5 years later & nearing the finish of my PhD program i decided to get serious again (stayed in shape, but i'd call it "running" and not "training") because 10 years from now i didn't want to look back with regret & wonder, "damn, how fast could i have ran if i trained hard & stayed healthy?". last fall marked my first full year of injury-free training EVER, a year in which i ran PRs at 800, mile, 5K, 10K, and a 1:08 half debut. gonna tear up the track one more spring, then turn the focus to chasing an OT qualifier in the HM/M. i just turned 29.
if you're thinking is "28 is too old to run fast", stop. it's your prime. you can improve well into your 30s. people get LAZY before they get old...most 28 year old guys are out of shape not because they are 'old', it's because they are so busy with career, wife, kids, social life, etc. that they don't make the time to take care of themselves and/or commit to training. which is fine if it isn't a priority for them.

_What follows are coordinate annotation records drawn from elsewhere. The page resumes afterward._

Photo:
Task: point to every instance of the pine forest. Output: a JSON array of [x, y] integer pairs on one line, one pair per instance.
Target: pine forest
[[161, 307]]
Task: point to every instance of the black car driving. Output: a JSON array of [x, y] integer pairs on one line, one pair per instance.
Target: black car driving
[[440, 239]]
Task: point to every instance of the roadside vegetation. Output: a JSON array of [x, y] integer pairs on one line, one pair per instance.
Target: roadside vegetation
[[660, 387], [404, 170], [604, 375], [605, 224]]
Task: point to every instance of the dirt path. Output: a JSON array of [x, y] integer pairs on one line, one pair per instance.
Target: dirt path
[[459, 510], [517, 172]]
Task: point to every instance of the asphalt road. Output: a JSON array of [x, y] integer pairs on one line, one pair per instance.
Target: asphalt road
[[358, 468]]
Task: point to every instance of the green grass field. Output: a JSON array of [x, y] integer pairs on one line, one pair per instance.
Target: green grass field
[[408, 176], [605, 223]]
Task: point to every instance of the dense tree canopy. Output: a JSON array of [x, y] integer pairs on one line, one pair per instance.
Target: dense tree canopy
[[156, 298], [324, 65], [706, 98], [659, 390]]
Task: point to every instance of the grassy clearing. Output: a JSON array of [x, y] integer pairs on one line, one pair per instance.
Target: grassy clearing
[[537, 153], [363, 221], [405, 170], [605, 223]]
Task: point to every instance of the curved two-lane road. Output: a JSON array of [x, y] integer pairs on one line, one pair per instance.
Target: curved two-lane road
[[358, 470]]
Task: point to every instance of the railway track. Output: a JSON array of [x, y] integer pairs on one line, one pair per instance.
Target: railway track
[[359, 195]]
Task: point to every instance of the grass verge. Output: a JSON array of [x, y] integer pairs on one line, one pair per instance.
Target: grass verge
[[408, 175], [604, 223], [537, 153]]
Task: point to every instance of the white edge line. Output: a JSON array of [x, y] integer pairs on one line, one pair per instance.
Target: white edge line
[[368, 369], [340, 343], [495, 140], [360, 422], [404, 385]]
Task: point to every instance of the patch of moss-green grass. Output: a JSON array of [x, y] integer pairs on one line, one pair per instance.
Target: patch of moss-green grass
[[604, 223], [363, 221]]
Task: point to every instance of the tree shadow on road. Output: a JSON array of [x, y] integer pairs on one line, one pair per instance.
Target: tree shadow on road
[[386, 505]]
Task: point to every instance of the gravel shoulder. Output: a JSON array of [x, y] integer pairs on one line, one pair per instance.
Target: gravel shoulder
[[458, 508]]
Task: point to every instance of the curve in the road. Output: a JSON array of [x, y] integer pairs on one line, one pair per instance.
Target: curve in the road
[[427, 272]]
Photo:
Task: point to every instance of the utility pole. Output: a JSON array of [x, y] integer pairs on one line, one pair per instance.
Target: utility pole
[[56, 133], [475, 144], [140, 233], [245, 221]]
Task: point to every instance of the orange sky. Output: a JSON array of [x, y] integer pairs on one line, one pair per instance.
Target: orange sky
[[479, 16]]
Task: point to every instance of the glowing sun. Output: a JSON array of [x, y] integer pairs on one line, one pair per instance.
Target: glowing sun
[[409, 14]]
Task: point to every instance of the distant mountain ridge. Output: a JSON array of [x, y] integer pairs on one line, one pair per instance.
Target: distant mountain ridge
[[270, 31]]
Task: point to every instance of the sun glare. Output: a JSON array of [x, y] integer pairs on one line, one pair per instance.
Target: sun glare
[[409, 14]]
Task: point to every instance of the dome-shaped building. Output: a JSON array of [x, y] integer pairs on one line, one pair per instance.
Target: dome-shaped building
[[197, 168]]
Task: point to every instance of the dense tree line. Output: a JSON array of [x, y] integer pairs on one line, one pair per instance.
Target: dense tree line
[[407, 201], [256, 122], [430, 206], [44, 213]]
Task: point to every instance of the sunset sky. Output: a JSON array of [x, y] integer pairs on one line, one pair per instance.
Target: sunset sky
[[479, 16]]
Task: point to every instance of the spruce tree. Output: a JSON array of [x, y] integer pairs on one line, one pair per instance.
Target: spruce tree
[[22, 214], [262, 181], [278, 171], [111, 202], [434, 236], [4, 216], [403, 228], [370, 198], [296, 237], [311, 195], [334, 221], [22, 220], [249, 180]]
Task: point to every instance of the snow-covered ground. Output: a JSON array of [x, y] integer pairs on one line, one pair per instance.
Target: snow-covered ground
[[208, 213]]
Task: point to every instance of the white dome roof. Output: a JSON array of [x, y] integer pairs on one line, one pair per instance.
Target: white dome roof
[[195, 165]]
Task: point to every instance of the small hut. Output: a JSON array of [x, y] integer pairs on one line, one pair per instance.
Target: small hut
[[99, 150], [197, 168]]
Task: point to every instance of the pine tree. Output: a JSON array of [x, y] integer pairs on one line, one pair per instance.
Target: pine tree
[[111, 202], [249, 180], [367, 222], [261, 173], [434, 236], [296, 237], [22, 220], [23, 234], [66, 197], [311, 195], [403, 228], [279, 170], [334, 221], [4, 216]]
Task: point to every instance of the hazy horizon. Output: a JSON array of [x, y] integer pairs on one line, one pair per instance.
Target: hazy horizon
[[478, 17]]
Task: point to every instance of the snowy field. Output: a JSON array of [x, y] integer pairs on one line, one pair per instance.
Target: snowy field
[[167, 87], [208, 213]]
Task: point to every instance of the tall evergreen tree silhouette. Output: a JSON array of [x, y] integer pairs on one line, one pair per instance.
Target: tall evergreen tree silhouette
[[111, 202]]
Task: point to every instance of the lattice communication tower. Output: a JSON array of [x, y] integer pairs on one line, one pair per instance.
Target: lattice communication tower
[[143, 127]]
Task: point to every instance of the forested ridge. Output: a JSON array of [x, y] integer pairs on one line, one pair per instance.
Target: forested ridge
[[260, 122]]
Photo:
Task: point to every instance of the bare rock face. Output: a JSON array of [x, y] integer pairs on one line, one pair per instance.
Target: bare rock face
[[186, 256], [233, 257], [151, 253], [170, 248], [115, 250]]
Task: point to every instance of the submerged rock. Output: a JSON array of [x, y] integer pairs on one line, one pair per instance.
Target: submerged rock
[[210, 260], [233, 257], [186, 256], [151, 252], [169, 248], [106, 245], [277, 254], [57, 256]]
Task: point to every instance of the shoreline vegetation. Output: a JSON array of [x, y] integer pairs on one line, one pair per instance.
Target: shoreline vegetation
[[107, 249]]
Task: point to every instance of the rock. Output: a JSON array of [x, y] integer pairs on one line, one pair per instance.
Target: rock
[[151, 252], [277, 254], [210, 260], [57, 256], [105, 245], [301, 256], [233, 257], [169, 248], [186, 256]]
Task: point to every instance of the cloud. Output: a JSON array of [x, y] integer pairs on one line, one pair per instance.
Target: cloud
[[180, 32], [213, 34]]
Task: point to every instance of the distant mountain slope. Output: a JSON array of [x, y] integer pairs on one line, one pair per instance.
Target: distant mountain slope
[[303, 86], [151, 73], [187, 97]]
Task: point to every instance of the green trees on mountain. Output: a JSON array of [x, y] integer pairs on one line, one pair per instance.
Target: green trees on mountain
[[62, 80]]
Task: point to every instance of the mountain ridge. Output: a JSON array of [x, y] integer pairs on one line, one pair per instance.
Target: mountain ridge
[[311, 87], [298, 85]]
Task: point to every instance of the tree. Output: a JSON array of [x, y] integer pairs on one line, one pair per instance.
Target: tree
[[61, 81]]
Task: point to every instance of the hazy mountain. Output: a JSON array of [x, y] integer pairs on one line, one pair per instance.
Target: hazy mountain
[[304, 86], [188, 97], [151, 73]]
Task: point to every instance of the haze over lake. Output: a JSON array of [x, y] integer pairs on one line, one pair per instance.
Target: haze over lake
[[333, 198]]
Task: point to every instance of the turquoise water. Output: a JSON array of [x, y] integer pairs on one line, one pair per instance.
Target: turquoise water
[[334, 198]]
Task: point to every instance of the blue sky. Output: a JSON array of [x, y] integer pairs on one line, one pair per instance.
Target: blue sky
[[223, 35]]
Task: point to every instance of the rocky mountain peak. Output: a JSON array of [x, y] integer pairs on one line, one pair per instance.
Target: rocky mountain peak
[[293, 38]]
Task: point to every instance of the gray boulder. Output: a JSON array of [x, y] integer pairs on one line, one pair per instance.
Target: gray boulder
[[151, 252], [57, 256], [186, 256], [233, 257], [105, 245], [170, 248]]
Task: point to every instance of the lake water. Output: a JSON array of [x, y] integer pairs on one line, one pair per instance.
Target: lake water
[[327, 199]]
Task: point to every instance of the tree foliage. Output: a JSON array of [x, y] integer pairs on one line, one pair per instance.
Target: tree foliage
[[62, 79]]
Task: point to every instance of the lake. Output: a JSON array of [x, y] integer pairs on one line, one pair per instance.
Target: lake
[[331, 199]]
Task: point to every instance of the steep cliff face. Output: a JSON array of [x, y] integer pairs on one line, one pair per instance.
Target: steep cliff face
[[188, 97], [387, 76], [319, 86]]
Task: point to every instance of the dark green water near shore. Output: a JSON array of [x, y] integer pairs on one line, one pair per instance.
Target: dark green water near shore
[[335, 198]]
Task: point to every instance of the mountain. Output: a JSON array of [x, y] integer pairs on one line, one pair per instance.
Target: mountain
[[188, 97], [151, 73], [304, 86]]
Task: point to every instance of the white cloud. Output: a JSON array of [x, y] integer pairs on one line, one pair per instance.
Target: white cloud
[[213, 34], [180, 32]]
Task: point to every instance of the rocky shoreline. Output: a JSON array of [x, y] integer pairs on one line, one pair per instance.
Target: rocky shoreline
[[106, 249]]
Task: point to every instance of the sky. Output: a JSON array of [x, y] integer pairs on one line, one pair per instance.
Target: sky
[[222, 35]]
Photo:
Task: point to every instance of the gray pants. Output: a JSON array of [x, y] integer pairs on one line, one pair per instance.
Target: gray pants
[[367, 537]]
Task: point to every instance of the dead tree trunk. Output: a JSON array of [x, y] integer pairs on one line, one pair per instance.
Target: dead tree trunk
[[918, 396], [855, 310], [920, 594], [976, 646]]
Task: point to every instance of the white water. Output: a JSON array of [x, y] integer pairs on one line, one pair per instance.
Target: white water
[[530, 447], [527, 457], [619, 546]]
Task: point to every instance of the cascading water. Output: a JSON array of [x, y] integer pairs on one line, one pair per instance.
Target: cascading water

so if you make up your mind and say "i am going to do this, i am going to run times x,y,z", you can. age is not holding you back, it's whether or not you are willing to put in 2,3,4+ years of consistent, smart training. if you make training a priority in life, you will run better than before. it's up to you - good luck!
Thanks for the response. Just your one story motivated me. I think the issue I have had is getting back in 420 and 1530 shape, but then not being able to bump myself to that next level again. Whether its motivation, work ethic, other life duties, or knowing how to get there...I have just had trouble getting to the level I know I still can outside of High School or College. I guess I just need to realize I can do it and make it happen.
Not at all. I ran 4:29 for 1600, 9:43 for 3200, and just over 15:30 5k in XC for high school. I also spent a lot of time sidelined with injuries in college. Left college with a mile PR of 4:29, 3k of 8:57, 5k of 15:21, and 10k of 32:10. Not what I planned. After some time off (2 years) I was slow again. I ran a 5k in 19 min and it hurt real bad. I didn't like it so I started training more seriously. I've continued getting better over the last 8 years. Last year I ran a 14:48 5k, 8:38 3k, and 31:00 10k. This past fall I ran a 23:51 5 mile a month before my marathon attempt. Unfortunately I became I'll the week of the race and DNF, but I'm planning on running a spring marathon under 2:22. Basically, if you want it bad enough to put the time in it will come.
Bad as Naomi Russell and 33 with new PRs, just curious what are your current situations? Family or no family, easily able to make training a main focus or squeeze in runs after work, training solo or with a group, and lastly what are your occupations?
I'm a soon to be college grad finding myself in a similar situation. I want to continue on and take it to that next level but am trying to see how everyone else's situations are and how they manage.
Same thing happend to me, 4:15 and 1:54 in HS and never ran faster than 4:20 and 1:59 in college. Finally got my achilles surgery at age 29 and finally can train again. Already ran a 67 half and 14:45 5k, and going to go for some mile races this spring.
Found that after all that time the speed was still there (still can easily do the 23 sec 200 workouts) and am better at longer runs too. So go for it, but since you will probably now have a job you have to get used to getting up and running before work to get doubles in.
Shit, it's still fun to kill it in races.
Ciaran O'Lionaird had a similar issue. Stud in high school, constantly injured first four years of college, and then big breakthrough last year of college. He contemplated quitting, but maintained one year of health and ran 3:52.